Une plainte a été déposée contre l’une des membres du conseil d’administration du Collectif 50/50, qui défend les droits des femmes dans le monde du cinéma. Si l’affaire est si sensible, c’est qu’elle réunit tous les débats qui traversent le mouvement féministe.
« On se rend compte qu’on n’était pas préparées à ça… Nul n’est à l’abri de situations pareilles. C’est dramatique, c’est douloureux et, en même temps, c’est pour nous un exercice d’humilité. » Jusqu’à peu, Laurence Lascary était l’une des trois coprésidentes du Collectif 50/50, qui œuvre à l’égalité des droits des femmes – leur visibilité, leur statut, leurs salaires, et la lutte contre les agressions sexuelles – dans le monde du cinéma. C’était avant « l’affaire ». Car, le 11 mars, une militante féministe invitée à une soirée informelle du collectif a accusé une autre femme, membre de son conseil d’administration, d’avoir eu à son égard un geste inapproprié.

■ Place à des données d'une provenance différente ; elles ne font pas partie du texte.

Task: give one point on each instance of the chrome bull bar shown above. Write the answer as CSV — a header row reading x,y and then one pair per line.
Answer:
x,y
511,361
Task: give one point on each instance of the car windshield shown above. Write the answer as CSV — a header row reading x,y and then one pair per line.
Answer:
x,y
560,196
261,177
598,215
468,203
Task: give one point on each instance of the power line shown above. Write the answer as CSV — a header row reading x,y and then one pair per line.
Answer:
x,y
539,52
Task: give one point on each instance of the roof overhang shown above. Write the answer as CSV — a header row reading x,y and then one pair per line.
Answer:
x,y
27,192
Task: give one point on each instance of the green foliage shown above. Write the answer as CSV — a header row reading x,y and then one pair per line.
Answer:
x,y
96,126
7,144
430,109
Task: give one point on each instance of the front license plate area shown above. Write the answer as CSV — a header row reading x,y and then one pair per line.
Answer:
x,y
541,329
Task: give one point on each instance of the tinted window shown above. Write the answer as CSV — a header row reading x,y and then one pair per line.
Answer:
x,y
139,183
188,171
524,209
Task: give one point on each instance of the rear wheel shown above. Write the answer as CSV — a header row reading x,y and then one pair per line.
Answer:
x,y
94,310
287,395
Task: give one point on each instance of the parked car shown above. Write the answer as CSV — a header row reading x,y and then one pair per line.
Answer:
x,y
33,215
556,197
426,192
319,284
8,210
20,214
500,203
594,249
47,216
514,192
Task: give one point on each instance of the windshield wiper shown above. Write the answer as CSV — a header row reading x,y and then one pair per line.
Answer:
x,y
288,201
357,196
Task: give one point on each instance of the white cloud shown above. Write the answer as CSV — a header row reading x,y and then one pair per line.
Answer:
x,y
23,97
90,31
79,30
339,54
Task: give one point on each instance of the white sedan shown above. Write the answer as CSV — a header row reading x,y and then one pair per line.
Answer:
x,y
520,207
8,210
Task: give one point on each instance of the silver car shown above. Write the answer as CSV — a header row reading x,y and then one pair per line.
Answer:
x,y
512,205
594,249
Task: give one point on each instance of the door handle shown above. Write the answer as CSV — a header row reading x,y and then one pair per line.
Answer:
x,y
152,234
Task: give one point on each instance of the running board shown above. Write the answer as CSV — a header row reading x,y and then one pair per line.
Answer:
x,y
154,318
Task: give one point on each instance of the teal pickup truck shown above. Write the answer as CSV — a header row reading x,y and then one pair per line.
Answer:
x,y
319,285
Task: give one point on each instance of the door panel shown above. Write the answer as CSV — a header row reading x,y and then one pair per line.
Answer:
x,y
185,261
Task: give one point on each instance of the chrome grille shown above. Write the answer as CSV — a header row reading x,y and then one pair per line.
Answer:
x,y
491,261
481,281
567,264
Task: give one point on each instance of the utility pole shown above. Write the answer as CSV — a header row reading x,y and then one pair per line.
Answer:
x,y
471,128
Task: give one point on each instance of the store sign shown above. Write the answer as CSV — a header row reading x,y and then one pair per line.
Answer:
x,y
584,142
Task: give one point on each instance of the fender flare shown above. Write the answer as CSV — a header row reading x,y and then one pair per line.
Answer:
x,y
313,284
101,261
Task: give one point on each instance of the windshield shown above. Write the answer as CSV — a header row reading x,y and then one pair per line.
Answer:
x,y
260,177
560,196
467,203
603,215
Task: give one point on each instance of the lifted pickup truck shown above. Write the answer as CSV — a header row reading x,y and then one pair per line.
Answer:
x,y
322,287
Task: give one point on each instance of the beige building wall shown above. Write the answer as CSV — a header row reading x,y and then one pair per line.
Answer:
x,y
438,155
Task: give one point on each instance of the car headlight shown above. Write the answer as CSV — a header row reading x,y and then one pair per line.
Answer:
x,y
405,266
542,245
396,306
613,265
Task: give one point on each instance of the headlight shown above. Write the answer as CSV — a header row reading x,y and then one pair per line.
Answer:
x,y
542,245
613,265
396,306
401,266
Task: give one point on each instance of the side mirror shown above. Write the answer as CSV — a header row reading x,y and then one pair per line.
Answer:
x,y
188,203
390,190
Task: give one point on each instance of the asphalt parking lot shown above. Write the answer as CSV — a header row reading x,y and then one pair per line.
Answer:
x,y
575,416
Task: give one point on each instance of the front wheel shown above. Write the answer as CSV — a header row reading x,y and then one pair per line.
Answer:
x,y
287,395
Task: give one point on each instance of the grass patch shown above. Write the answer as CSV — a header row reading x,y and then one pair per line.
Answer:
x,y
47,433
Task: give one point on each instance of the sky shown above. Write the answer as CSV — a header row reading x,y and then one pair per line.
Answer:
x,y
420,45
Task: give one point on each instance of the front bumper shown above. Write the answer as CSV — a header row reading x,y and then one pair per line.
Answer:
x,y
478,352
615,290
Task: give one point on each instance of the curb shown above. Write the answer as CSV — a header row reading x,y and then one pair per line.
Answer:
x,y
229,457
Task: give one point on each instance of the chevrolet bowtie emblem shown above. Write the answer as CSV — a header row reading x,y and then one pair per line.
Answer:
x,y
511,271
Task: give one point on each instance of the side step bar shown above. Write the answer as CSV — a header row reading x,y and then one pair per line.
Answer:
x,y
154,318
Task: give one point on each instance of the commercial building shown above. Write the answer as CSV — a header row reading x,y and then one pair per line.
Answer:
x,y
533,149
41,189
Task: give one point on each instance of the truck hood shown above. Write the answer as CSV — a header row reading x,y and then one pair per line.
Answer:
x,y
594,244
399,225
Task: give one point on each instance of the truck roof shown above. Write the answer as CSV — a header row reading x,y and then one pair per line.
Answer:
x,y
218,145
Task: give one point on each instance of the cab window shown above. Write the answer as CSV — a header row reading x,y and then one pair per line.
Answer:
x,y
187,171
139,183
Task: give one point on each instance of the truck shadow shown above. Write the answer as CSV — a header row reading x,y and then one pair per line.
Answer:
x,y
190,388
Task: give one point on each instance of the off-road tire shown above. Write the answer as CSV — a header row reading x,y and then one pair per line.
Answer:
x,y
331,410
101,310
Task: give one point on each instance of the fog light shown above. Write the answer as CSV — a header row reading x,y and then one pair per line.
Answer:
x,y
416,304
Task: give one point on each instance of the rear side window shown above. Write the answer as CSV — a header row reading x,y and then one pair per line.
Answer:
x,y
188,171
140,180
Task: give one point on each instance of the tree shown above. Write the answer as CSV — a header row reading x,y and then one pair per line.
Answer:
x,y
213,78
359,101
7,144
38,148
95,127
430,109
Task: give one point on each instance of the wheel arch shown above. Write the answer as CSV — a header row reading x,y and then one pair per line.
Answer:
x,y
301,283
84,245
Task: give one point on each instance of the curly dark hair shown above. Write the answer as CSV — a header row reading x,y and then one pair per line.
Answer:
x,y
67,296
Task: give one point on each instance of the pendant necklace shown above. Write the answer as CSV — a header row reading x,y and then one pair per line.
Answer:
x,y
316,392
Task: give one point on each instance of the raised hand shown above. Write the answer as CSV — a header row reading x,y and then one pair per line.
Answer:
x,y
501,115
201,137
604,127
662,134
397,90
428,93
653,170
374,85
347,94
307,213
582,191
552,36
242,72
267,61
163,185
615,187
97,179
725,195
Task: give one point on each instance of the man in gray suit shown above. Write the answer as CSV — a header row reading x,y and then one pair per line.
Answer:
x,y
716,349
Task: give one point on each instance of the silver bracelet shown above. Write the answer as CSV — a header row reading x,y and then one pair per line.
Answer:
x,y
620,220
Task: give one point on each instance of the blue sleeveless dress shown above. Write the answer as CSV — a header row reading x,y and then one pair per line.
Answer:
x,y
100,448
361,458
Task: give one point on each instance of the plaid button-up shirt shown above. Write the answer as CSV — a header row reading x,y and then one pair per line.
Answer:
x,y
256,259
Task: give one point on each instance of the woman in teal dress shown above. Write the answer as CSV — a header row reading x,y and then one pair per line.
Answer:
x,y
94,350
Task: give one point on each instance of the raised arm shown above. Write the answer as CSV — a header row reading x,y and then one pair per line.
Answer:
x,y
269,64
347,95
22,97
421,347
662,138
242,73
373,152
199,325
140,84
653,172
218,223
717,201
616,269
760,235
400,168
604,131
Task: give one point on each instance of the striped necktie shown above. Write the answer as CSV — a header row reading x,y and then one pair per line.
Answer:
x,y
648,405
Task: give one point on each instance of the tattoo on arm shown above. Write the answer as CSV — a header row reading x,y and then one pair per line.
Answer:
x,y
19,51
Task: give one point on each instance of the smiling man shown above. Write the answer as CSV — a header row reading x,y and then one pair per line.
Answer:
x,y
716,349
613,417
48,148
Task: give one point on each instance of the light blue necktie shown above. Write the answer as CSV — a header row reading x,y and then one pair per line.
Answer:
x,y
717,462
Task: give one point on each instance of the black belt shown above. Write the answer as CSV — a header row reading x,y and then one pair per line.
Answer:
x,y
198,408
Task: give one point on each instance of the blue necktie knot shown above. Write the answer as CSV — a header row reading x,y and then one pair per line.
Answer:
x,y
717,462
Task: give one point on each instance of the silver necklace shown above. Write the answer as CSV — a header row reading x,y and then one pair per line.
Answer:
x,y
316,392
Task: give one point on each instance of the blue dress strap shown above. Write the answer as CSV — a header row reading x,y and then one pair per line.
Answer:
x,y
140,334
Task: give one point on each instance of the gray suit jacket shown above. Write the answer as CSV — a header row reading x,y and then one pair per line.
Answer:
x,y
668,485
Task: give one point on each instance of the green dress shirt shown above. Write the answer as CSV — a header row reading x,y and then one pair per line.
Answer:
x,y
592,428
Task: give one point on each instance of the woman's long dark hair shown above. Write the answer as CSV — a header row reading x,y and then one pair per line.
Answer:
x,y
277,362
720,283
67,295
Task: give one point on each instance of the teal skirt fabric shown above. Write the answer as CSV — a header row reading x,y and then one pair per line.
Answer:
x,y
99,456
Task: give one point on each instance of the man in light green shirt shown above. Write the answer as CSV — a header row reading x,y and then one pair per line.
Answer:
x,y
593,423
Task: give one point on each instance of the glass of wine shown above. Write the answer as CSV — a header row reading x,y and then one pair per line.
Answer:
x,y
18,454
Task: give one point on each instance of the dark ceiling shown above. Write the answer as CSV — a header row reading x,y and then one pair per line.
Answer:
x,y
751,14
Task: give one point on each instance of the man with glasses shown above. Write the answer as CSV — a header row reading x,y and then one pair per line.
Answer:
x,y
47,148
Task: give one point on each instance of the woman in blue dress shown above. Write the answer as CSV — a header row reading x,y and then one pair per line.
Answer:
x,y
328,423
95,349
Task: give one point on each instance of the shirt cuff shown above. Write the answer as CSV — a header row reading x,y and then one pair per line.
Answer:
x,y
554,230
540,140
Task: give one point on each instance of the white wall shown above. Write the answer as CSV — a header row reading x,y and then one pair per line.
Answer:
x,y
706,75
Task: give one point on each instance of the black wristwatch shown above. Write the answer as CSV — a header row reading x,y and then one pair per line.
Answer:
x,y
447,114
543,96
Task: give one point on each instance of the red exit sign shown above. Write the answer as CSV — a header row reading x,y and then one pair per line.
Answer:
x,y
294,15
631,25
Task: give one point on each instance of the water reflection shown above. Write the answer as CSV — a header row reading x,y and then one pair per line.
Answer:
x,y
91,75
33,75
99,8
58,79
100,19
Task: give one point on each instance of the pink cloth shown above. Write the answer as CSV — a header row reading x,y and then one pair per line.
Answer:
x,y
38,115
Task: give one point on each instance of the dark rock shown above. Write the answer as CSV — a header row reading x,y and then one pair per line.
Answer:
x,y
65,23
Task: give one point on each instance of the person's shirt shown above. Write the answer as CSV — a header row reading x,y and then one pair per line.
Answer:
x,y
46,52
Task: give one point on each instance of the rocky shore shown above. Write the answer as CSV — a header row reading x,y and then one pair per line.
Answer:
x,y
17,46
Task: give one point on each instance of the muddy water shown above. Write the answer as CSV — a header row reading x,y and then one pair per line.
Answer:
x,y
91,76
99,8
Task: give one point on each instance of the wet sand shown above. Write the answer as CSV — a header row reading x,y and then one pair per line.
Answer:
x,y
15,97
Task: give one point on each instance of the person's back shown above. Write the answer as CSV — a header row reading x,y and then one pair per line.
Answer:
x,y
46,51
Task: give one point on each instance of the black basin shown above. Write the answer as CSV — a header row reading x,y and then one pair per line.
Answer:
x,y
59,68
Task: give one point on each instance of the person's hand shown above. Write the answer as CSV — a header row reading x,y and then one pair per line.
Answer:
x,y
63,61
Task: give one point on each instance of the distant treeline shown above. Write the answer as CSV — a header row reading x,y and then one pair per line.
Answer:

Depuis, 50/50 a littéralement volé en éclats.
Le mouvement est apparu il y a quatre ans sur la scène médiatique avec la photo de ces 82 femmes, actrices, réalisatrices, productrices, montant les marches du Festival de Cannes. Dès lors, fortes de leur millier d’adhérents et d’adhérentes, mais aussi de leur diversité de profils, elles se sont faites fourmis et ont obtenu des avancées saluées partout, obligeant ici à des quotas, là à des bonus pour la production de films où la parité des films est respectée, rédigeant un Livre blanc sur les violences sexuelles ou mettant en place des mentorats. Trois salariées, un conseil d’administration de vingt et une personnes et un bureau.
Tout ça, évidemment, ne va pas sans tensions. Et la pandémie a raidi les positions. En visioconférence, les points de vue deviennent plus tranchés. « Les différences qu’on avait réussi à additionner ne s’additionnaient plus », confie l’une des administratrices. Et puis, avec des ateliers et des assemblées mis en veilleuse, le noyau dur du conseil s’est éloigné des adhérents. Il faut redynamiser la machine. Un séminaire est donc programmé pour le samedi 12 mars. Et, histoire de mettre de la joie dans tout ça, des retrouvailles informelles sont organisées la veille.
(…) L’autre hiatus, c’est l’intersectionnalité ou, pour le résumer autrement, la double peine d’être à la fois femme et racisée. (…) Qu’en l’occurrence la plaignante soit comédienne et noire quand l’accusée est productrice et blanche conforte ceux qui théorisent toute violence sexuelle comme une question dominant-dominé. Et que la productrice ait touché les cheveux de la comédienne – de ce geste-là, il y a beaucoup de témoins – peut déjà, en soi, être considéré par certains comme un crime moral.